What does asphyxiation feel like?

Answered by Edward Huber

Asphyxiation, or the deprivation of oxygen to the body, can be a terrifying and life-threatening experience. The symptoms and sensations associated with asphyxiation can vary depending on the severity and duration of oxygen deprivation. It is important to note that I am not a medical professional, but I can try to provide a general understanding based on available information.

One of the most common symptoms of asphyxiation is a headache. This can range from a mild discomfort to a severe, pounding sensation. The lack of oxygen in the brain can cause blood vessels to dilate and put pressure on sensitive nerve endings, leading to this headache.

Dizziness is another common symptom experienced during asphyxiation. As the brain is deprived of oxygen, it struggles to function properly, leading to feelings of lightheadedness and a loss of balance. This can make it difficult to stand or walk, and individuals may feel as if the world is spinning around them.

Fatigue is also a common symptom during asphyxiation. The body’s cells require oxygen to produce energy, and without an adequate supply, fatigue and weakness can set in. Individuals may feel exhausted and find it difficult to perform even simple tasks.

Nausea and euphoria can also be experienced during asphyxiation. The lack of oxygen can affect the digestive system, leading to feelings of nausea and even vomiting. In addition, some individuals may experience a sense of euphoria or a feeling of being detached from reality. This is thought to be caused by the brain’s response to the lack of oxygen and can be quite disorienting.

In severe cases of asphyxiation, loss of consciousness can occur without warning. This can be a frightening experience, as individuals may suddenly find themselves unable to stay awake or alert. Loss of consciousness is often accompanied by convulsions, which are involuntary muscle contractions. These convulsions can be violent and may cause further injury.

Following loss of consciousness, cyanosis, or a bluish discoloration of the skin, may become apparent. This is a result of the body’s tissues being deprived of oxygen and can be particularly noticeable in the lips, fingers, and extremities. Cyanosis is a serious sign of oxygen deprivation and should be treated as a medical emergency.

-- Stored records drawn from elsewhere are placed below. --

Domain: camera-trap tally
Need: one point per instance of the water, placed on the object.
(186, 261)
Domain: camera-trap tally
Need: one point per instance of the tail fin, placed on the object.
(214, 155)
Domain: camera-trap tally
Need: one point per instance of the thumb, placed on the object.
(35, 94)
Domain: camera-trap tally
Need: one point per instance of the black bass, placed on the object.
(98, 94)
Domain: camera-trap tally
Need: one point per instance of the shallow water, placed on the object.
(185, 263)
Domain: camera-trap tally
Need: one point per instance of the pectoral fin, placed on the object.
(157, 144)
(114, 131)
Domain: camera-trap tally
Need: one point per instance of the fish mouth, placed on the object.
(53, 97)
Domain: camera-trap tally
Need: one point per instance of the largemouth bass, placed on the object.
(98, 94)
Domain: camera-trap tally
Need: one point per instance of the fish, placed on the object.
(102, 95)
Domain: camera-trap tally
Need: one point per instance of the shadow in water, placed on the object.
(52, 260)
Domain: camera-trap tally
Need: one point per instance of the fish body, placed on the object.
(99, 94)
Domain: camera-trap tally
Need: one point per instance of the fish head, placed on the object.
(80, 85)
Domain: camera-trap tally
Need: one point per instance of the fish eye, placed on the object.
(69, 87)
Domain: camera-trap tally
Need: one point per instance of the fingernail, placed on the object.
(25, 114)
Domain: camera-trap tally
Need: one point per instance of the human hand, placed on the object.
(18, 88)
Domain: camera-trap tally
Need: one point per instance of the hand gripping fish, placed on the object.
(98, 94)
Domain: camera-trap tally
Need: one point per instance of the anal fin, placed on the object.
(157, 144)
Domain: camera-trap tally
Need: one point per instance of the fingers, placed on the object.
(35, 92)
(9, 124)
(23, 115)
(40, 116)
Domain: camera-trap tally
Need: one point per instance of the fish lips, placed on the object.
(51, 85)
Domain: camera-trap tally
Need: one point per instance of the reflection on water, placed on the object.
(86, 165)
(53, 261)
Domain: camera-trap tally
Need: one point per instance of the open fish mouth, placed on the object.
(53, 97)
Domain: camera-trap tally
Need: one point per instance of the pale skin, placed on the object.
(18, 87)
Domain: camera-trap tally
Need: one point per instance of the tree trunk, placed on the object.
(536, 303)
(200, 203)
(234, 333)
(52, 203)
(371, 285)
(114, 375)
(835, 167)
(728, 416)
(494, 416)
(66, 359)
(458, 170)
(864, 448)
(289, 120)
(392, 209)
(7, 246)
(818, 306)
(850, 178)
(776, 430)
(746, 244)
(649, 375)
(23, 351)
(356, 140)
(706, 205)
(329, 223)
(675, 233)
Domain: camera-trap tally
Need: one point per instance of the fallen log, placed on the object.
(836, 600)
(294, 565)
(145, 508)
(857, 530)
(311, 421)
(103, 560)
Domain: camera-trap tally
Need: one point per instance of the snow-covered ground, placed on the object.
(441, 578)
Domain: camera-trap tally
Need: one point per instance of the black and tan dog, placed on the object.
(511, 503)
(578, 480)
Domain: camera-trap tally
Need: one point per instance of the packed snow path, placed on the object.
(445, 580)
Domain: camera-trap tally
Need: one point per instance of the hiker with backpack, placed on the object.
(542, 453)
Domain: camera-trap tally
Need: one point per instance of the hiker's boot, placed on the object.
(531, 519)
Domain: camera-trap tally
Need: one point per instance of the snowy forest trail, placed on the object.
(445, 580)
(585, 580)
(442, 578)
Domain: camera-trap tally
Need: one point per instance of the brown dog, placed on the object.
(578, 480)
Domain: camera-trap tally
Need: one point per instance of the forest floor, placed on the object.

If oxygen deprivation continues for around seven minutes or longer, the brainstem, which controls vital functions such as breathing and heart rate, can be irreversibly damaged. This can lead to cardiac arrest, where the heart stops beating, and ultimately, death.

It is important to remember that the experience of asphyxiation can vary from person to person, and these symptoms may not be experienced by everyone in the same way. If you or someone you know is experiencing symptoms of asphyxiation, it is crucial to seek immediate medical attention.